Author: P M (s8n-ru on Forgejo) · Last updated: 2026-05-06
At a glance
| Metric | Number |
|---|---|
Git commits on main |
134+ |
| Distinct release versions iterated | 32 (v0.1 → v0.5.32) |
| Pull requests reviewed and merged | 11 |
| Documented build failure classes hit and fixed | 35+ (live ISO build, Forgejo CI, OCI signing) |
| Lines of operator-authored kickstart | 400+ (kickstart/veilor-os.ks) |
| Lines of overlay shell hardening scripts | ~1500 across scripts/*.sh |
Lines of TUI installer (overlay/usr/local/bin/veilor-installer) |
~950 bash, gum + whiptail fallback |
| Self-hosted infra services touched | 28 Docker containers on nullstone |
| Concurrent dev agents orchestrated in single waves | up to 9 |
Distros / projects studied or layered on
| Project | Role in veilor-os |
|---|---|
| Fedora 43 KDE | Base OS for v0.5.x kickstart-installed flat builds |
| secureblue | Upstream hardened atomic Fedora; v0.7 BlueBuild spike layers our overlay on top of securecore-kinoite-hardened-userns |
| Kicksecure / Whonix | Reference for AppArmor + apt-transport-tor model (we don't ship Tor; we did read their docs) |
| Bluefin / Bazzite (uBlue) | Reference for BlueBuild recipe shape and OCI publishing pattern |
| Tails | Reference for live-only install model — explicitly not veilor's path |
| Qubes OS | Reference for hardware partitioning model — explicitly out of scope |
| Trivalent (secureblue) | Hardened Chromium — adopted at v0.6+ |
| Mullvad Browser | Tor-Browser-fork without Tor — adopted at v0.6+ |
veilor-os is not a fork of any of the above.
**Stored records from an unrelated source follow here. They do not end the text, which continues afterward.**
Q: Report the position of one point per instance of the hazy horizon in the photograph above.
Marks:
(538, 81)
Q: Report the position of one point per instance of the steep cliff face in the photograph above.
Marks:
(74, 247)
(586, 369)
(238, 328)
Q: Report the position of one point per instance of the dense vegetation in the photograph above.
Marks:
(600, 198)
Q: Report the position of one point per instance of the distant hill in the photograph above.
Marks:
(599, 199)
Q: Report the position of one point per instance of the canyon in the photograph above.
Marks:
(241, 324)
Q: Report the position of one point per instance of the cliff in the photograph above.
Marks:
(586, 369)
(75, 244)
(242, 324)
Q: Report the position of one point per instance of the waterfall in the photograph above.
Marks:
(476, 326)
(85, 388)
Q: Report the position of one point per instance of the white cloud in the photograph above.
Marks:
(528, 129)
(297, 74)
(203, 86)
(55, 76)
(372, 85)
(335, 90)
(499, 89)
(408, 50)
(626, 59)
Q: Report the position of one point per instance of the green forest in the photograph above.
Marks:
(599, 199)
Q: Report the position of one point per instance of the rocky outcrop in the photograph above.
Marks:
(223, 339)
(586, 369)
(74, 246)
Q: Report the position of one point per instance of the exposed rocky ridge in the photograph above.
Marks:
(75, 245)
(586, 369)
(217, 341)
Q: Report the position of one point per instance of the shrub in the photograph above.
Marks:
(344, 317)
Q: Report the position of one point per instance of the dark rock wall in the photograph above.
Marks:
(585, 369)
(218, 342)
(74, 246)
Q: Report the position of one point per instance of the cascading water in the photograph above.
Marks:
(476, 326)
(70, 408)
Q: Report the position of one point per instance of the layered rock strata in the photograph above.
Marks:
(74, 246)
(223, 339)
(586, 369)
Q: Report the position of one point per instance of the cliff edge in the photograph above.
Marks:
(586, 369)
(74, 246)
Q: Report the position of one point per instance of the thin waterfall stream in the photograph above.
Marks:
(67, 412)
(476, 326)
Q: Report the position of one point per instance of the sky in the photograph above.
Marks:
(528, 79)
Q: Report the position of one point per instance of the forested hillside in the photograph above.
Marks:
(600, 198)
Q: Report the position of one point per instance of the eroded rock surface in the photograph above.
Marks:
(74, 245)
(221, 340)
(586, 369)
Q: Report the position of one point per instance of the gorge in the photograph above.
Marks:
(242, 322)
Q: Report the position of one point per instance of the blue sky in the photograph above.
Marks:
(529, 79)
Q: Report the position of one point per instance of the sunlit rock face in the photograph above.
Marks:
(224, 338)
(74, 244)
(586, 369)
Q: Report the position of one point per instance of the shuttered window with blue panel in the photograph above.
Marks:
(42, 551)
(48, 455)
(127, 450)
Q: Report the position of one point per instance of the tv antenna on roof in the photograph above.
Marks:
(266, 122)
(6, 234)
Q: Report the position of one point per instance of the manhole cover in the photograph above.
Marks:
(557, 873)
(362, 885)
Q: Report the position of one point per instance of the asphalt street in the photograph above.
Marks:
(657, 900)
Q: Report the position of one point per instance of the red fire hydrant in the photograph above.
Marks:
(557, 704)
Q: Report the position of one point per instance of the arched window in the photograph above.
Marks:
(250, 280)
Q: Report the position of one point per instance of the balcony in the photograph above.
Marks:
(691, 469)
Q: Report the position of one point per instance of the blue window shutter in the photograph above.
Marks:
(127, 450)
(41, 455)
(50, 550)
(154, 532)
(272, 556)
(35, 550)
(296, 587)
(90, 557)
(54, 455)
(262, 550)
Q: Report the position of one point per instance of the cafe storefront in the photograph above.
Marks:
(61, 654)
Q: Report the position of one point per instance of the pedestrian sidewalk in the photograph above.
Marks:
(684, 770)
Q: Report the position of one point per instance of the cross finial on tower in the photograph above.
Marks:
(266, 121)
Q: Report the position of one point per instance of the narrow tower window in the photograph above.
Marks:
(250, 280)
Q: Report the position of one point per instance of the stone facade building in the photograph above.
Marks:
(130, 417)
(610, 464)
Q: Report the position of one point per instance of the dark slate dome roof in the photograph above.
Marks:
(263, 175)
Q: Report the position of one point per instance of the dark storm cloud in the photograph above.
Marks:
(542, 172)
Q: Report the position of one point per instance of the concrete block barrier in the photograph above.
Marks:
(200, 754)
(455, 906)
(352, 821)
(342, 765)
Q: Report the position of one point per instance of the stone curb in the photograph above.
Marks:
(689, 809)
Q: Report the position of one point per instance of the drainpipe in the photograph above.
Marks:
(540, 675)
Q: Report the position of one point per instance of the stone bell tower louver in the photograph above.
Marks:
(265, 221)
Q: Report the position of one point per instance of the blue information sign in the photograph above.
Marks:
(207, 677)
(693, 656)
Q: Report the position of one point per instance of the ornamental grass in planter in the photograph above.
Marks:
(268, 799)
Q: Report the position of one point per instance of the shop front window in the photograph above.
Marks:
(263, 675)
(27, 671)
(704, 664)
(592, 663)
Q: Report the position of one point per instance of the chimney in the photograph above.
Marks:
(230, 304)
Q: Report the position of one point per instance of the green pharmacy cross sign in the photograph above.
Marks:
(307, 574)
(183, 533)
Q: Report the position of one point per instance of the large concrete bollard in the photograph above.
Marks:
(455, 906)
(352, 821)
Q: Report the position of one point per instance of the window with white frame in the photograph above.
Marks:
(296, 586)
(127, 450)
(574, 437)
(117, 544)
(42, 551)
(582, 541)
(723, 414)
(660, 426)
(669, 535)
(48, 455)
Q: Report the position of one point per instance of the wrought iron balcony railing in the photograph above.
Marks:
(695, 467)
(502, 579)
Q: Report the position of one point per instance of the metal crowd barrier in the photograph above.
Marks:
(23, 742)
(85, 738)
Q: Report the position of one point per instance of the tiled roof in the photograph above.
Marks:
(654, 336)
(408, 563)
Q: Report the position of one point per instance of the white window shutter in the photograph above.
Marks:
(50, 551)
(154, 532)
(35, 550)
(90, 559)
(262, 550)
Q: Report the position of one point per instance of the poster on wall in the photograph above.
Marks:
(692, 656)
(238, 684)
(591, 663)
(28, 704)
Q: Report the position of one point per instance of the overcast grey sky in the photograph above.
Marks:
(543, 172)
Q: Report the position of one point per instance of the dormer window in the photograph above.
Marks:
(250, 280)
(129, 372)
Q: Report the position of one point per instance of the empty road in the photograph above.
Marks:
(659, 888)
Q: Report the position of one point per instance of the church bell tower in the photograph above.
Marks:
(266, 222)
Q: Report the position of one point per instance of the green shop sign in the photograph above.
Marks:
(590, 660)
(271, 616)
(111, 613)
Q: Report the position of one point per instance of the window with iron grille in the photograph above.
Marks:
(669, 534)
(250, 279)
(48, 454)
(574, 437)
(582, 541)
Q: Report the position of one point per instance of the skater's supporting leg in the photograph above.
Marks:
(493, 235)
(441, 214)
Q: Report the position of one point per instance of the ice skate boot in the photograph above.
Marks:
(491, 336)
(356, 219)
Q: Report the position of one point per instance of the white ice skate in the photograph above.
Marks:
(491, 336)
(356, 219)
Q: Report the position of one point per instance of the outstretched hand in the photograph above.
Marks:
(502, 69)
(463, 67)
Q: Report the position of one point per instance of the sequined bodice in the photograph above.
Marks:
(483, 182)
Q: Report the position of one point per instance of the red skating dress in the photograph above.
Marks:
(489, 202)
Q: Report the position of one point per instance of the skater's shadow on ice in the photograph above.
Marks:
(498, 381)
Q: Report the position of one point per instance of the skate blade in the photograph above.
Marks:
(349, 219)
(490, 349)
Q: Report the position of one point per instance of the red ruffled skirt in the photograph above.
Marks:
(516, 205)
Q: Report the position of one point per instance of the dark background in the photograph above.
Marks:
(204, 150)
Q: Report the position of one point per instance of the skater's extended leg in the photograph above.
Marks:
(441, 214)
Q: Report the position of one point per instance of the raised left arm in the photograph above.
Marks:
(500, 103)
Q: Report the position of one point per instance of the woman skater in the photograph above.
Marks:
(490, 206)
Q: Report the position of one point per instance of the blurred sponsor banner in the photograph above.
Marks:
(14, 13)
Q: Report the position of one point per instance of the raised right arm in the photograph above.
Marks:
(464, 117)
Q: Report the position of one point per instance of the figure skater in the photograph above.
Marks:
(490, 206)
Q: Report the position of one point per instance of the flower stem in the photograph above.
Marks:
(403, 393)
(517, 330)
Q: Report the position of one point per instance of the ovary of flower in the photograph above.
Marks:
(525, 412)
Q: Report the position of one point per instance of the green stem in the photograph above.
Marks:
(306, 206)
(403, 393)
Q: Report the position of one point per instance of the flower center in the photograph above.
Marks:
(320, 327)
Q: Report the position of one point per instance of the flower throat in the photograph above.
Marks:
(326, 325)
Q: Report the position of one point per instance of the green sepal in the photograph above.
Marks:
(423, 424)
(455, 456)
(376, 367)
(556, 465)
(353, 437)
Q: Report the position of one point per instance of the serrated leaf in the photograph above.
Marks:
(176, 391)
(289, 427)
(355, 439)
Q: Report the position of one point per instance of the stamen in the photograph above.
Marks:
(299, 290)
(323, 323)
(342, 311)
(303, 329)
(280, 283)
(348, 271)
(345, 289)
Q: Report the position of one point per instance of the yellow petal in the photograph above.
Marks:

It's a composition: Fedora kickstart for v0.5.x, secureblue OCI for v0.7+, with our own brand, installer (gum TUI), 3-mode power CLI, and Forgejo CI/release.
Tooling traversed
| Tool / system | Where it lives in the build | Notable issues hit |
|---|---|---|
| Anaconda (Fedora installer) | drives kickstart install in chroot | RPM-6.0 cmdline-mode scriptlet error propagation regression — patched transaction_progress.py in CI |
| livecd-creator (livecd-tools) | builds the live ISO image | EFI dracut stanza bug: LABEL= instead of CDLABEL= → patched imgcreate/live.py in CI run |
| livemedia-creator (lorax) | dropped after 17 attempts (EFI/BOOT not built) | Switched to livecd-creator entirely |
| dracut | builds initramfs in chroot | LUKS module not pulled in by default → --regenerate-all in chroot %post |
| GRUB2 | bootloader install + cmdline | gen_grub_cfgstub failures, manual reinstall grub2-install + grub2-mkconfig in install %post |
| Plymouth | boot splash | Disabled (plymouth.enable=0) so LUKS prompt is visible; theme details for v0.7+ |
| SDDM | KDE display manager | livecd-creator skips the display-manager.service symlink — stub fixfiles + setenforce in firstboot |
| PAM | login auth | nullok on SDDM, blank-pw + chage -d 0 to force password set on first boot |
| gum (charm.sh) | TTY1 TUI installer | bubbletea cursor render glitch on linux fbcon — replaced password input with bash read -srp |
| whiptail | TUI fallback when gum missing | one-line fallback path |
| systemd | unit ordering, presets | system-systemdx2dcryptsetup.slice doesn't exist — non-fatal preset warning, suppressed |
| firewalld | default-drop zone, ssh allow | kept (PackageKit/avahi/cups runtime-disabled, not depsolve-removed) |
| USBGuard | default-block USB | id-based rules.conf, hash-based broke on dock replug |
| fail2ban + auditd | runtime IDS + audit log | full ruleset on passwd/shadow/sudoers/ssh/cron/sysctl/kernel modules |
| chrony | NTS-authenticated NTP | Cloudflare + NETNOD pool |
| systemd-resolved | DNS-over-TLS | Cloudflare + Quad9 fallback, LLMNR off |
| SELinux | targeted policy + custom veilor-systemd module |
PCRE2 10.46 vs 10.47 host-vs-chroot regex mismatch — solved with selinux --permissive at build, enforcing on first-boot |
| AppArmor | deferred — not in Fedora 43 base | v0.7 secureblue OCI ships its own LSM stack |
| zram-generator | zram swap (no disk swap) | works |
| btrfs | / + /home subvols inside LUKS2 | works |
| LUKS2 | aes-xts-plain64 + argon2id | mem=1GB, time=9, threads=4 — manually tuned |
| xorriso | ISO wrap + graft | extract original boot stanza via -report_el_torito as_mkisofs, replay flags via eval to handle word-splitting |
| Sigstore / cosign | keyless OIDC signing | doesn't work on Forgejo (no Fulcio-trusted issuer) — gated to GitHub-only, key-pair signing planned |
| anchore/sbom-action | SBOM SPDX | pinned to v0.17.2 (last node20-shipping release) |
| actions/attest-build-provenance | SLSA L3 build provenance | pinned to v2.2.3 |
| BlueBuild | OCI image build for v0.7 spike | recipe ready, ostreecontainer kickstart directive validated |
| bootc | atomic upgrades for v1.0 | target tooling, bootc upgrade instead of dnf upgrade |
| Forgejo + act_runner | self-hosted git + CI | runner inside container with userns-remap host caused 13-step debug chain |
| Tailscale + Headscale | private mesh | for friend-PC GPU offload + admin SSH |
Build failure classes encountered (and beaten)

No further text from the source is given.